“Many people live their lives locked in a paralysis of fear, seemingly unable to take a step forward to resolve a deadlock or reveal their true potential. These challenges differ for every individual, both in their nature and their scale. What may to one person seem a simple problem may be experienced by another as overwhelming and insurmountable. But the process of summoning up the courage required to take action is always the same regardless of how seemingly big or small the challenge.” January 2011 SGI Quarterly
These days, amidst all the changes taking place in my life, I find fear all around me. It creeps up slowly and quietly taking a firm hold by altering the direction of thoughts formed in my mind. Rather than thinking to myself, “I can do this”, I find myself saying “I’m not sure if I can.” Positive thoughts one minute are quickly transformed into negative ones within a matter of seconds. As I plan to move my life in a different and healthier direction, I find myself thinking….”But what if this happens?” or “What if that…?” Those “what ifs” have a way of instilling so much fear that there are times when I feel overwhelmed and afraid to do anything. Fear has a way of keeping us locked down to what is familiar and away from the unlimited possibilities that just might lead us in a more fulfilling and happier direction.

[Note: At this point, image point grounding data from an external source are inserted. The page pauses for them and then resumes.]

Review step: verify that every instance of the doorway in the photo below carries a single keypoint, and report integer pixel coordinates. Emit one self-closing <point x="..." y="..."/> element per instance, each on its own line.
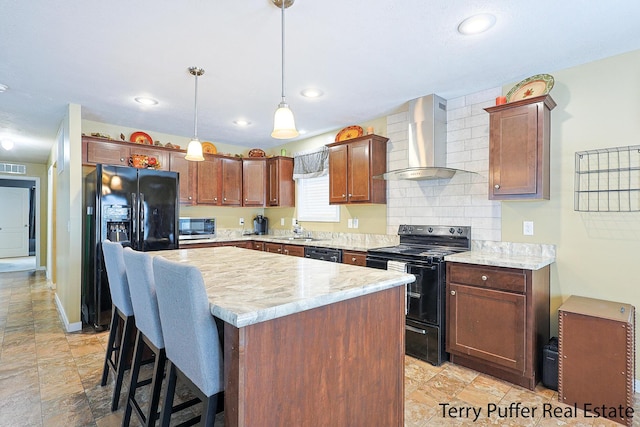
<point x="20" y="240"/>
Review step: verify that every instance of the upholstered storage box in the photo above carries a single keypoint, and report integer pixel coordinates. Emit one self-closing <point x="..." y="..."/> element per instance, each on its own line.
<point x="597" y="357"/>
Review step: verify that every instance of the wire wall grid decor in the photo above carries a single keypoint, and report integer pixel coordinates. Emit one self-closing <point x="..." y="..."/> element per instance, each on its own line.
<point x="608" y="180"/>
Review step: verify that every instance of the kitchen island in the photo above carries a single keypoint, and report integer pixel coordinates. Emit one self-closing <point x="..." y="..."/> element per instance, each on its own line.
<point x="306" y="342"/>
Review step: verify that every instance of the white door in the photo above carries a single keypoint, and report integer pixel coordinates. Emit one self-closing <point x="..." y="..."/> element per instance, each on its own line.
<point x="14" y="222"/>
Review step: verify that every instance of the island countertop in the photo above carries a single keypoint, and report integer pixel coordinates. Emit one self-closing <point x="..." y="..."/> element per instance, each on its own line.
<point x="247" y="287"/>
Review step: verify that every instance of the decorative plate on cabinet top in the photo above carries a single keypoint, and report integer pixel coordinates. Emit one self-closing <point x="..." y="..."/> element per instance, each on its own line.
<point x="537" y="85"/>
<point x="256" y="152"/>
<point x="209" y="148"/>
<point x="141" y="138"/>
<point x="349" y="132"/>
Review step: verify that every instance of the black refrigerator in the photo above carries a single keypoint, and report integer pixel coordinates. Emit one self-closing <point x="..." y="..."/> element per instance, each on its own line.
<point x="136" y="207"/>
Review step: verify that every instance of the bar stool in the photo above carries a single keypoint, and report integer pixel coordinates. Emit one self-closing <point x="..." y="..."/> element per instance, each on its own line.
<point x="190" y="334"/>
<point x="116" y="358"/>
<point x="145" y="307"/>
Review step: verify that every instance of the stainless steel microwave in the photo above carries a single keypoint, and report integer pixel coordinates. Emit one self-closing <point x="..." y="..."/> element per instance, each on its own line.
<point x="197" y="228"/>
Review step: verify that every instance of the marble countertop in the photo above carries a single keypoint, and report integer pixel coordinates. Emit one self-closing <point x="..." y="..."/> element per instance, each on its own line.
<point x="498" y="259"/>
<point x="247" y="286"/>
<point x="335" y="243"/>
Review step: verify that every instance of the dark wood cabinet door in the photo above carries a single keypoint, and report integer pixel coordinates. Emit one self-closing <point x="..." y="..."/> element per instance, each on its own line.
<point x="187" y="177"/>
<point x="519" y="149"/>
<point x="338" y="164"/>
<point x="231" y="181"/>
<point x="359" y="171"/>
<point x="514" y="151"/>
<point x="208" y="182"/>
<point x="487" y="324"/>
<point x="281" y="190"/>
<point x="106" y="153"/>
<point x="254" y="180"/>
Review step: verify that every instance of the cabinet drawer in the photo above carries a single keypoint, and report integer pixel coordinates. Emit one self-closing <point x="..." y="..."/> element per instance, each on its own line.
<point x="506" y="279"/>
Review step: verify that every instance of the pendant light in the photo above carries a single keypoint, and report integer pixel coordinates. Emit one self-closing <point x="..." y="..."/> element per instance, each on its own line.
<point x="284" y="126"/>
<point x="194" y="149"/>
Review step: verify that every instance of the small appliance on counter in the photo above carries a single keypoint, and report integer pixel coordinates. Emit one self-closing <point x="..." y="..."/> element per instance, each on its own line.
<point x="197" y="228"/>
<point x="260" y="225"/>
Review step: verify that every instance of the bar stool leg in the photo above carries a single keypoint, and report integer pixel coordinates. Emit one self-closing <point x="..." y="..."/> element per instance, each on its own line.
<point x="125" y="346"/>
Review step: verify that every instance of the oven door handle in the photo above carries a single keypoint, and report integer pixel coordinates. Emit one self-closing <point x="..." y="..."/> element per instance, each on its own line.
<point x="412" y="329"/>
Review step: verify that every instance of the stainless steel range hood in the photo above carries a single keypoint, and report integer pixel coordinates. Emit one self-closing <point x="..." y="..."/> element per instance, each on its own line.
<point x="427" y="142"/>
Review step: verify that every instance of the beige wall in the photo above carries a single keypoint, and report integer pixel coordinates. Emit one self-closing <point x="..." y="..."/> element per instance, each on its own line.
<point x="597" y="252"/>
<point x="69" y="216"/>
<point x="36" y="170"/>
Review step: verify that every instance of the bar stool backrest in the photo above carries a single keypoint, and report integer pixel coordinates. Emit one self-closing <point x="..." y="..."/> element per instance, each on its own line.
<point x="143" y="295"/>
<point x="117" y="275"/>
<point x="189" y="329"/>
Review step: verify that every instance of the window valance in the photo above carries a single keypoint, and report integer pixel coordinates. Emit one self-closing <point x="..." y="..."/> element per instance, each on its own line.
<point x="311" y="164"/>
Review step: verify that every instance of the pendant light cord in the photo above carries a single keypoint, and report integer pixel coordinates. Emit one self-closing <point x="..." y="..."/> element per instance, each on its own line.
<point x="195" y="109"/>
<point x="283" y="97"/>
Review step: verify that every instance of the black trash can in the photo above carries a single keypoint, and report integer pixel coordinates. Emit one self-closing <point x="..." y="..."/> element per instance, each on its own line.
<point x="550" y="364"/>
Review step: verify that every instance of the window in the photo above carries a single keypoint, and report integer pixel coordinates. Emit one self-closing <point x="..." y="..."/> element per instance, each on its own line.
<point x="313" y="200"/>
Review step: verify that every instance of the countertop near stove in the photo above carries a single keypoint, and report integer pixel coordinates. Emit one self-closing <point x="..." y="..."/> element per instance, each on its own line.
<point x="246" y="287"/>
<point x="504" y="254"/>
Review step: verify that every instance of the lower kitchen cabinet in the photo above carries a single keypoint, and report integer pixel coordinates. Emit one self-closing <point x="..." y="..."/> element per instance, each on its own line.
<point x="354" y="258"/>
<point x="498" y="320"/>
<point x="293" y="250"/>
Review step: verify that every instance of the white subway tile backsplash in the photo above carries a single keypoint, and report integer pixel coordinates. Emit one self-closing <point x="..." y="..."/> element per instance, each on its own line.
<point x="461" y="200"/>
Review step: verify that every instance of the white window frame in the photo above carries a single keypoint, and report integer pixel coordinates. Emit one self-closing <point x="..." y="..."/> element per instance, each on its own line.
<point x="312" y="200"/>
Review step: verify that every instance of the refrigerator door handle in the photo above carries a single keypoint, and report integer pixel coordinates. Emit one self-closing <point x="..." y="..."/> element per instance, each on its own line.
<point x="142" y="220"/>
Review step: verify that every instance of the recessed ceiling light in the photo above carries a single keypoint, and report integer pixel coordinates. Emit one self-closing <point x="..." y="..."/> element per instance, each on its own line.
<point x="476" y="24"/>
<point x="7" y="144"/>
<point x="312" y="93"/>
<point x="145" y="100"/>
<point x="242" y="122"/>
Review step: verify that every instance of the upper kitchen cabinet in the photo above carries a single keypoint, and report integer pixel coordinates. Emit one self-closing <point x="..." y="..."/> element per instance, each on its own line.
<point x="519" y="149"/>
<point x="219" y="181"/>
<point x="281" y="188"/>
<point x="187" y="171"/>
<point x="254" y="182"/>
<point x="118" y="153"/>
<point x="352" y="165"/>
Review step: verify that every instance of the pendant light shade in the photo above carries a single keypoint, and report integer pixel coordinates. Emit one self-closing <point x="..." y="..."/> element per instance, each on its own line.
<point x="284" y="125"/>
<point x="194" y="149"/>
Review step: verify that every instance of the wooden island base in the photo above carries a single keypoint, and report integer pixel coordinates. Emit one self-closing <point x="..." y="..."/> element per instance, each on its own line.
<point x="337" y="365"/>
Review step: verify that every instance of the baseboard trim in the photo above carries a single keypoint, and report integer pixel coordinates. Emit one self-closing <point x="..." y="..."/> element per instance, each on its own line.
<point x="69" y="327"/>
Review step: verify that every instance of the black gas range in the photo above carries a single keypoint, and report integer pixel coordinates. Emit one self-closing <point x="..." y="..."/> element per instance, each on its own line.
<point x="421" y="252"/>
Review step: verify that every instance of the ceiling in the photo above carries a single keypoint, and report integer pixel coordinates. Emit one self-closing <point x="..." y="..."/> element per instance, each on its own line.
<point x="368" y="57"/>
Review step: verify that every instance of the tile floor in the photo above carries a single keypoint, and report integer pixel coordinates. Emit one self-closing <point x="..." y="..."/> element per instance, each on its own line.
<point x="51" y="378"/>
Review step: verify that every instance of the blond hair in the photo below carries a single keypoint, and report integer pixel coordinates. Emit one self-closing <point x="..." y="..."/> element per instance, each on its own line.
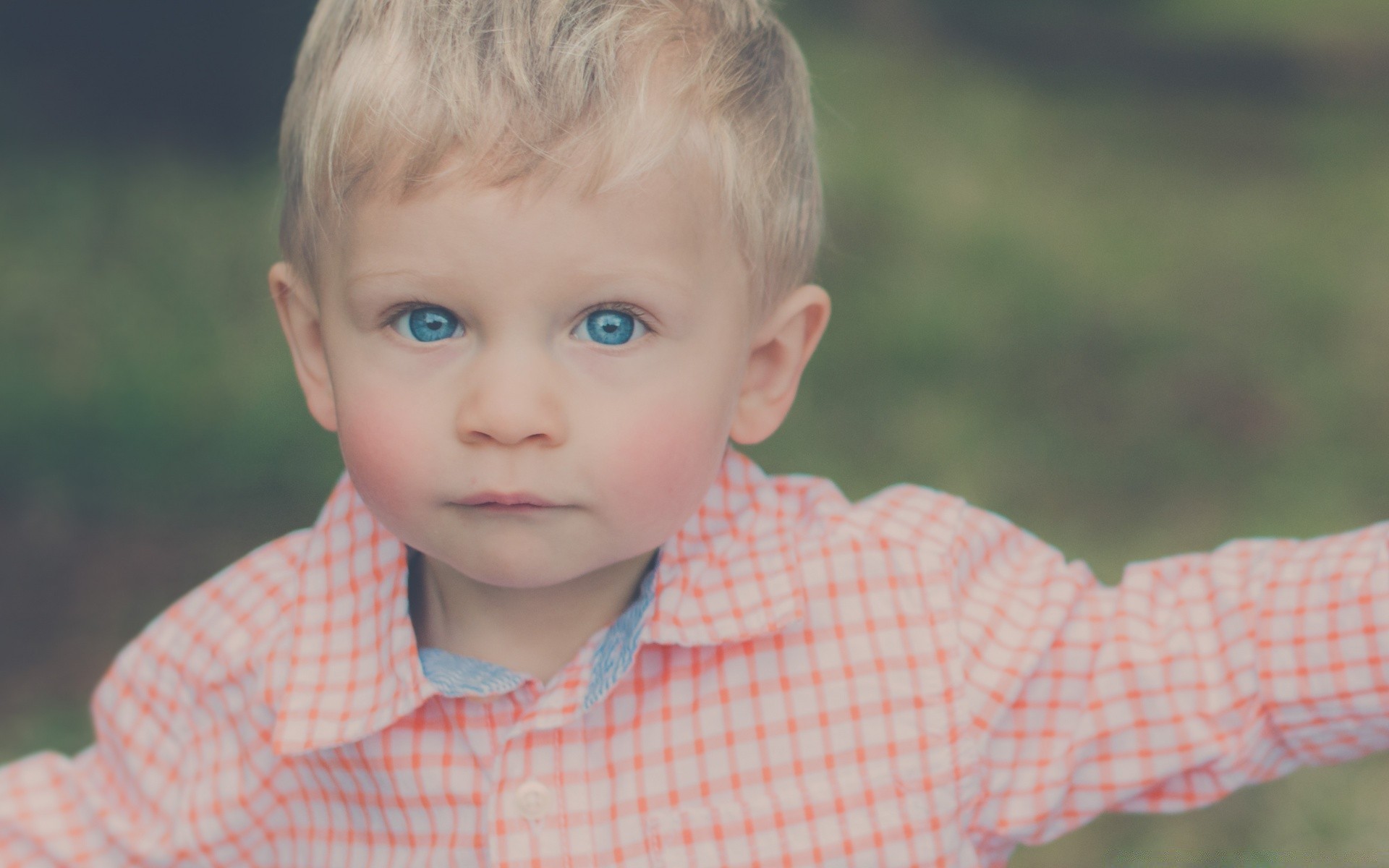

Over the past few weeks, I have become more and more aware of my fear and its stealthy nature. By observing my mind and thought patterns, I was able to find my fear’s point of entrance. It usually happens when I am daydreaming, or when I am looking forward to some upcoming event, thinking perhaps a bit too far off into the future. The door to my fear opens at that very moment when I begin to think “But, what if.” This is the crucial point when I allow fear to step in, set up command, and secure its secret operating spot somewhere in the depths of my mind. It happens the moment I go to that dark place that knows no bounds.
And so, I made a conscious decision to stop. By recognizing when the door has opened, I’ve gained a greater ability to keep it closed. As soon as I catch myself thinking those what ifs, I tell myself to stop, and I lockdown those thoughts before they get out of hand. I literally tell myself, “Nope, I am not going there today.” I simply make the decision not to think in that negative way. I’ve learned, through this conscious act to change my thinking, that it takes courage to face my fears even the ones that hide in the dark corners of my mind. It is as SGI President Ikeda has said, “Small things matter. What may look like a small act of courage is courage nevertheless. The important thing is to be willing to take a step forward.”